Le désastre Dumb Endpoints & Smart pipes
D’une part, l’entreprise s’est aperçue qu’il ne lui était plus possible de réaliser la moindre étude d’impact fiable pour un projet d’évolution. Ni l’intégration ni les applications indéfiniment imbriquées ne supportaient une quelconque modification. Dès lors, toute évolution portait en elle un risque systémique industriel.
D’autre part, cela a contribué à faire exploser les budgets en maintenance « gériatrique » d’applications vieillissantes et en experts d’incidents graves pour intervenir en mode pompier sur l’extraordinaire complexité des systèmes d’intégration. Au point qu’on a fini par donner un nom à cette situation : dumb endpoints & smart pipes, que je traduirais volontiers par point limites et tuyaux intelligents.
Le monde de l’édition fait preuve d’une résilience à toute épreuve et c’est sur ce terrain sablonneux qu’il invite les entreprises à se transformer.

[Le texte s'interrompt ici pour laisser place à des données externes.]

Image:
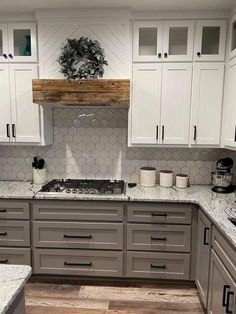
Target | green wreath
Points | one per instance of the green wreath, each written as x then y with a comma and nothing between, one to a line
82,59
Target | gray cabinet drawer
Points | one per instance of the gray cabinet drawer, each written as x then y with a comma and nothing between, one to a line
158,265
160,213
14,233
15,256
14,210
82,210
78,235
158,237
78,262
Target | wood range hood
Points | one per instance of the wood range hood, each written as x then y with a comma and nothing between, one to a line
101,92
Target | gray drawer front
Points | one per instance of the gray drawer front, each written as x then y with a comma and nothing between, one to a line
158,265
14,233
14,210
78,235
89,211
15,256
78,262
158,237
160,213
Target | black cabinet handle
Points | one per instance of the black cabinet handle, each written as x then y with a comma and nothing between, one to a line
158,239
8,129
224,294
163,132
157,132
3,261
13,130
205,236
77,264
78,237
159,214
158,266
194,132
227,310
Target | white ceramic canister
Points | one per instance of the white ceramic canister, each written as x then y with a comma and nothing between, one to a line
39,176
182,181
147,176
166,178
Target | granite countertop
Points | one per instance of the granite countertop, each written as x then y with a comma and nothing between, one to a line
12,281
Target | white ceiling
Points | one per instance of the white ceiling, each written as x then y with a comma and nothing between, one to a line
25,6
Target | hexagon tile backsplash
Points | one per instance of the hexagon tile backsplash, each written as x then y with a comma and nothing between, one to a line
92,143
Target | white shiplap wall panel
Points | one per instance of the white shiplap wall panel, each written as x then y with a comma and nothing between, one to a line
113,36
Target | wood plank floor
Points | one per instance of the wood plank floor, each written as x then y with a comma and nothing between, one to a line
51,298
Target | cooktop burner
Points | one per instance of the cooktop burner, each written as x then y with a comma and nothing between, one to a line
74,186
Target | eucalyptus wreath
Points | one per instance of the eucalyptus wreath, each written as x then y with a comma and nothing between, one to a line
82,59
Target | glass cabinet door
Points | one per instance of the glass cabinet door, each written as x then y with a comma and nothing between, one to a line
22,42
178,40
210,41
3,43
147,43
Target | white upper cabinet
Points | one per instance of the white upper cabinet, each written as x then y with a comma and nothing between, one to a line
207,94
146,98
175,103
178,40
18,42
232,37
229,118
147,41
210,40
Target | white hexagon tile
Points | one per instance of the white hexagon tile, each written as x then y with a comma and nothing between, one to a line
92,143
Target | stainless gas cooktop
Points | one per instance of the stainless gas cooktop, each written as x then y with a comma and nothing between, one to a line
74,186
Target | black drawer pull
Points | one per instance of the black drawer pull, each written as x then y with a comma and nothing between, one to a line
158,266
158,215
3,261
205,235
224,294
227,310
158,239
77,264
77,237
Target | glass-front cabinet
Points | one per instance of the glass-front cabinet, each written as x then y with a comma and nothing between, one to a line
210,40
18,42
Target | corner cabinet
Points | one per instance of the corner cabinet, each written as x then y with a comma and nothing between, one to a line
161,103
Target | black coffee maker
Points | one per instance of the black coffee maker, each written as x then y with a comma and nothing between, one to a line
222,177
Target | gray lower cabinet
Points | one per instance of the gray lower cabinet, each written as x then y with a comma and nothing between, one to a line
78,262
20,256
222,288
158,265
203,256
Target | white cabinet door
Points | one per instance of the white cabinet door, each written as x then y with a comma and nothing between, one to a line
146,96
207,93
147,41
210,40
178,40
22,43
229,120
5,105
175,103
3,43
25,114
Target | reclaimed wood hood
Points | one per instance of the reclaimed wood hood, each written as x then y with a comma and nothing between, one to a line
82,93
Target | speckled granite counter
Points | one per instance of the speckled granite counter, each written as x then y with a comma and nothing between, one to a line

Et les professionnels de la profession ont une solution toute trouvée. Les API.
Objectif : Maintenir la confusion
Les API seraient la nouvelle panacée du micmac technologique dans lequel les entreprises sont enfermées. Passer au cloud ? Les API. Casser les silos ? Les API. Ouvrir son système d’information à son écosystème ? Les API. Ça ne vous rappelle rien ? Sous cet angle, les API ne sont qu’un énième protocole technique pour forcer ces pauvres applications malmenées à inter-opérer, et avec le cloud cette fois.
Or, s’il ne doit y avoir qu’une information à retenir, c’est celle-ci : une API n’est pas un protocole d’intégration. Les API portent en elles une nouvelle manière de concevoir des programmes interopérables by design.
Toute la philosophie et le concept de l’API sont à contre-courant total de la façon dont on développe les applications. Alors que les applicatifs ont une durée de vie définie, les API sont durables et infiniment extensibles. Alors que les applications reposent sur des solutions de protection périmétrique pour que leur sécurité soit relativement garantie, une API est fondée sur le principe de sécurité by design.
Une API, contrairement à ce que l’on veut nous faire croire, n’est pas le nouveau pompier du SI, ni le soignant bienveillant d’applications grabataires
Intégration, application, obsolescence : leur fin annoncée
L’API désigne un véritable dialogue métier. C’est un point d’entrée unique, qui permet par dévoilement progressif d’obtenir toutes les fonctions attendues. A ce titre, toute API nouvellement créée est destinée à discuter et à négocier avec une autre, comme le feraient les être humains. Imaginons alors le nombre exponentiel de nouvelles valeurs que cette interopérabilité illimitée va engendrer.
Le mécanisme de dévoilement progressif de ses fonctions rend difficiles et coûteuses les intrusions fonctionnelles frauduleuses. L’API guide mais ne se laisse pas dicter son comportement, comme le ferait un logiciel classiquement conçu selon le triptyque écran utilisateur – traitement métier – bases de données, qui le rendait si fragile.
En exécutant sa propre sécurité et son interopérabilité, l’API a toute latitude pour contribuer à des systèmes durables, affranchis du risque d’obsolescence. Tant que, évidemment, le web ne devient pas caduc à son tour.
Une entreprise soucieuse de son avenir ne peut décemment pas croire que les API sauveront des eaux son legacy. Ce serait inutilement reproduire le schéma des années passées, renforcer d’autant la complexité et passer à côté du vrai sens à donner à sa transformation numérique.
Les API invitent au pivot culturel. Elles invitent à concevoir son métier autrement, à penser customers journey, expérience utilisateur. Elles nous invitent également à leur asservir l’architecture technique et les choix technologiques, et non l’inverse. Avec les API, nous ferons demain notre métier autrement dans une entreprise à l’informatique durable et évolutive.